京都・嵯峨野にある「常寂光寺(じょうじゃっこうじ)」は、小倉山の中腹にあって嵯峨野一帯が見渡せる。その常寂光土(じょうじゃっこうど。仏陀が住む、永遠で煩悩(ぼんのう)がなく、絶対の智恵の光が満ちているところ、の意味)のような風情から寺号が付けられたという。
小倉山といえば藤原定家が選者の小倉百人一首であろう。事実、境内から細い山道を伝い歩いたほど近いところに百人一首が選定されたという「時雨亭(しぐれてい)」跡がある。
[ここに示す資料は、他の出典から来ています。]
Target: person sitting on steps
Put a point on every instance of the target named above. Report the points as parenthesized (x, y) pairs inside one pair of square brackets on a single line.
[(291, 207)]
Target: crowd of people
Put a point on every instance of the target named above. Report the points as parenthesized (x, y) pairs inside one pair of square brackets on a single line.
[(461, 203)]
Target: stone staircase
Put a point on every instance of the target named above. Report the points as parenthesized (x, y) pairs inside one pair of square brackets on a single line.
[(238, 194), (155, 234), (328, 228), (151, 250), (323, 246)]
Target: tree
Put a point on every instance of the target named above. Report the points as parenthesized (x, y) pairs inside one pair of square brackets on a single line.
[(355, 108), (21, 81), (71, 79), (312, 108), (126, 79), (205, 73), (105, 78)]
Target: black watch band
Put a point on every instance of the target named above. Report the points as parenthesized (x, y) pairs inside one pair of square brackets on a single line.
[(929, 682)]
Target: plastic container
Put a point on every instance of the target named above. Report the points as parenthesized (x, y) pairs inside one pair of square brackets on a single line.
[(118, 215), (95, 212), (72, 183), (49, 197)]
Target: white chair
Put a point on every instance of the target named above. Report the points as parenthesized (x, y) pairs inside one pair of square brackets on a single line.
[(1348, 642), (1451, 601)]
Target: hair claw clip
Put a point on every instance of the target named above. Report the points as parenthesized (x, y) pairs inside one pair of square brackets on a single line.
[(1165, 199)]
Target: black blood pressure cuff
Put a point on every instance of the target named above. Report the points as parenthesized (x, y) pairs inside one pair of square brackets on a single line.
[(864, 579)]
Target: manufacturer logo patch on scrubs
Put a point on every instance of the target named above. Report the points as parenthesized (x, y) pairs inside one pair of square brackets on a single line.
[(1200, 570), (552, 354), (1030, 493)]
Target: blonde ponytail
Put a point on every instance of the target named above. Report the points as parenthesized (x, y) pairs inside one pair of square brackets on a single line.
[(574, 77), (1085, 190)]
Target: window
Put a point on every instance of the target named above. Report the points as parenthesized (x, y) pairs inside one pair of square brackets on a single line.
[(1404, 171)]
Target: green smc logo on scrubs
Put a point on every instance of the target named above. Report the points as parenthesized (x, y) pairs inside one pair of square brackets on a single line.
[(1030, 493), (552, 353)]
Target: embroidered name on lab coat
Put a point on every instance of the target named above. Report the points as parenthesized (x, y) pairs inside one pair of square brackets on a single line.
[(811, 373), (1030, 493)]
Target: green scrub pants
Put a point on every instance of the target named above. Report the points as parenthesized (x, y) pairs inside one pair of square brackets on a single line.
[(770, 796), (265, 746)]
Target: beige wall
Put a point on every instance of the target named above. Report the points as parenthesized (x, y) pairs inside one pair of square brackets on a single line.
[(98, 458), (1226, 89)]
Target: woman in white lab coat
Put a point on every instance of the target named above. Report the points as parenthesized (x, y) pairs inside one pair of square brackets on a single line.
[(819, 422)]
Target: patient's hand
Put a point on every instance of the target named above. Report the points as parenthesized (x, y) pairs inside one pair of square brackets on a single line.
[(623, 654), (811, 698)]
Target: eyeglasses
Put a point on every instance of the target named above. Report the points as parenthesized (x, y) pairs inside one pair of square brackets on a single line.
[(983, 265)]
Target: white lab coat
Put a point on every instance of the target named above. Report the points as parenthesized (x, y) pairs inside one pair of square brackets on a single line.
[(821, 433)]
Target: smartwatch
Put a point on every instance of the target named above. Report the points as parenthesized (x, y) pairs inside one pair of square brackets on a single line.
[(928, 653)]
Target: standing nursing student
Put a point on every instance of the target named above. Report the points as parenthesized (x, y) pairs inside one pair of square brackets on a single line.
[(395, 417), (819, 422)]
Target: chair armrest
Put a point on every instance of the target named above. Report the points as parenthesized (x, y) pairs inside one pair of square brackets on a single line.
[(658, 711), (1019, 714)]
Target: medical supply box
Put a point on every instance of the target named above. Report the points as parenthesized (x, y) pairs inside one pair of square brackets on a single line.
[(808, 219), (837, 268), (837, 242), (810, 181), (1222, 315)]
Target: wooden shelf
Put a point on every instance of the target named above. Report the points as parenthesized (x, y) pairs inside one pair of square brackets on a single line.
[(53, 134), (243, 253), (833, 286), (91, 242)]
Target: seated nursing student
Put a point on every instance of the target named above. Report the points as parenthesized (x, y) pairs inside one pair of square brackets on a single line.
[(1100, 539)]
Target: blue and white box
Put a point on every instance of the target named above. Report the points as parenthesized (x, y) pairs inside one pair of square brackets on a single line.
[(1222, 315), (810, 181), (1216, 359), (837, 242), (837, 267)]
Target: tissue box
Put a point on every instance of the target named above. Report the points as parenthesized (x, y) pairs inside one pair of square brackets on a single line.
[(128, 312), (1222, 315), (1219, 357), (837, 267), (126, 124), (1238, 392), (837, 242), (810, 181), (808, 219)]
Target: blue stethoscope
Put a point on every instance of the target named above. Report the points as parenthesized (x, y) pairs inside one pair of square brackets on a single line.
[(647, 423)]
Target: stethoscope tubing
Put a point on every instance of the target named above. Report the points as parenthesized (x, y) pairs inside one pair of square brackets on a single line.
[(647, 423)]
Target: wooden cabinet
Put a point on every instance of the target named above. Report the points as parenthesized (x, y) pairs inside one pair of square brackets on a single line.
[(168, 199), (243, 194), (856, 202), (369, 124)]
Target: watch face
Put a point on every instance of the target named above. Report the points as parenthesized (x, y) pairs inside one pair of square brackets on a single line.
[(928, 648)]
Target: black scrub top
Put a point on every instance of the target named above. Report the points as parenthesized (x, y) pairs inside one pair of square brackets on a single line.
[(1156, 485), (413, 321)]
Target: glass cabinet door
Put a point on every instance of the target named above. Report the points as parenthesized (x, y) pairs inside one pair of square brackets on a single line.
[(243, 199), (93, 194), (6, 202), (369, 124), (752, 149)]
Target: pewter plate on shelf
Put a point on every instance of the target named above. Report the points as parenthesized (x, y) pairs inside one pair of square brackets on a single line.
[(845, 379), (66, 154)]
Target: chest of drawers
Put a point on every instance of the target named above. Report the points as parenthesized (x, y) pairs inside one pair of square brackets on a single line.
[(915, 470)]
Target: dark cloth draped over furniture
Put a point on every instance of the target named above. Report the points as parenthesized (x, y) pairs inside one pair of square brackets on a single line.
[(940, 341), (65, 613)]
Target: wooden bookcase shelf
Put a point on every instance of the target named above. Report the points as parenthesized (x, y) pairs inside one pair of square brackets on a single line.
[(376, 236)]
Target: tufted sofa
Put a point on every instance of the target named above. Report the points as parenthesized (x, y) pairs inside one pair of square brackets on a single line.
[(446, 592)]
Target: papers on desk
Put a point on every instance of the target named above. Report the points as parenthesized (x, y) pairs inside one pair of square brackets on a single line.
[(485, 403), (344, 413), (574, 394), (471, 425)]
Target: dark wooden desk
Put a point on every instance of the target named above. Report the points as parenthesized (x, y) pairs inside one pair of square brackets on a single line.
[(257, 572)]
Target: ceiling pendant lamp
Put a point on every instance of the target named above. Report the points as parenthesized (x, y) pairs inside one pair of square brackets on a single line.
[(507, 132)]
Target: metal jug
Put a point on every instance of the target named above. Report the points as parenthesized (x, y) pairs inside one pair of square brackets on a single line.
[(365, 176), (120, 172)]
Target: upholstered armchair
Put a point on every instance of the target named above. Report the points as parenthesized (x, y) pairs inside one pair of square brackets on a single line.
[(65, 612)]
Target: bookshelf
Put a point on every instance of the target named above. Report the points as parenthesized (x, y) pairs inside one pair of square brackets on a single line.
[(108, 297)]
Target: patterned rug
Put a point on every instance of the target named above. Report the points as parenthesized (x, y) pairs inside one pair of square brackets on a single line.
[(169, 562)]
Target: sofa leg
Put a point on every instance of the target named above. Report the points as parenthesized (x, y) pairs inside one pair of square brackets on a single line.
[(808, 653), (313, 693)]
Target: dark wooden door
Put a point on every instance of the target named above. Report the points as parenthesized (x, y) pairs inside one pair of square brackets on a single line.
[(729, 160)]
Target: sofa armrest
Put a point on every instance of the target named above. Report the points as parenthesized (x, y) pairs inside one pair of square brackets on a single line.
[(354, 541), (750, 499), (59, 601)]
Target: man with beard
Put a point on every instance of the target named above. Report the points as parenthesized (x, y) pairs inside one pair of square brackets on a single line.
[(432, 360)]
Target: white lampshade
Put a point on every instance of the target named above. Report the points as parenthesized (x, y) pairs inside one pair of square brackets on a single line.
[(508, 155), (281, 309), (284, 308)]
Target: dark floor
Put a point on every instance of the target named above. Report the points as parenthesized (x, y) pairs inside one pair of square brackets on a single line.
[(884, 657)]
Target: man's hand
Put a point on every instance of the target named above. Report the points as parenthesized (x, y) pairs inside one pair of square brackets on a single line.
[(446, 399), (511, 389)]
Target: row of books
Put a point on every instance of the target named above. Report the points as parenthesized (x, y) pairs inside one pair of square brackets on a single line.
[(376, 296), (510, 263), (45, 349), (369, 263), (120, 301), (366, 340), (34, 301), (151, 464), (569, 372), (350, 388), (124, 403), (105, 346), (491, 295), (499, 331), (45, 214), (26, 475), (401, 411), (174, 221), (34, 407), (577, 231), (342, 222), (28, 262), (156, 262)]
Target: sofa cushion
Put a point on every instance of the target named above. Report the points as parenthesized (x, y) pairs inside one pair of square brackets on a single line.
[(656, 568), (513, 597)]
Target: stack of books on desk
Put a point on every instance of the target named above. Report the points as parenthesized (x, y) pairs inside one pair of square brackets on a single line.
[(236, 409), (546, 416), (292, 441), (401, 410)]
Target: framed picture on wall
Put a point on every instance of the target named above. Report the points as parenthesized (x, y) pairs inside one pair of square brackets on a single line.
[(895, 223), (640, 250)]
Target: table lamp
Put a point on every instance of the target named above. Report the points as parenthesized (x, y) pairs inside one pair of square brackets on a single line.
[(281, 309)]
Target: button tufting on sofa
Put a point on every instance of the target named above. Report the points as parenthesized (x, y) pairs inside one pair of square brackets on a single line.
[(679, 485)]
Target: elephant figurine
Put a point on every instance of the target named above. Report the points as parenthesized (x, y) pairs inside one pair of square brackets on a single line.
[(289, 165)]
礎石のようなモニュメントが残されているのみだ。
実はこの寺は日蓮宗大本山の本圀寺(ほんこくじ)16世である日禎上人が、安土桃山時代末期の慶長(けいちょう)元(1596)年、隠遁の寺として創建した創建したのだが、それには訳がある。
文禄5(1596)年、豊臣秀吉が方広寺(ほうこうじ)の大仏を建立した際、日禎上人に出仕が命ぜられた。しかし彼は,
「私は日蓮宗の信徒でありますゆえ、他宗の供養をするわけには参りませぬ。」
と秀吉の命を拒んだ。それでは寺に迷惑がかかるやも知れぬと、嵯峨小倉山に隠遁したというわけだ。
手入れが行き届いた美しい苔庭と、秋の燃えるモミジで今では年間を通じて多くの観光客・参拝者で賑わう常寂光寺である。
その後、大名小早川秀秋らの寄進によって宝塔などが建立された。
この多宝塔はその当時のもので、小倉山の中腹に立ち、どの季節におとずれても美しい。総ひのき葺きの屋根が方形にゆるやかにしなりながら伸び、その屋根が二段に重なっている。これは裳階(もこし)と呼ばれる。この多宝塔はとても仏教的な建築物だ。内部は非公開となっている。
日禎は歌人でもあった。そのこともあって、藤原定家の山荘、時雨亭があったこの小倉山の麓の土地を門倉了以と門倉栄可が寄進した。さらに大名、小早川秀秋らが寄進して堂塔伽藍が整備されたと伝えられている。
紅葉はまだ11月上旬では走りにも至っていない。イロハモミジの老木の枝ぶりが優雅だ。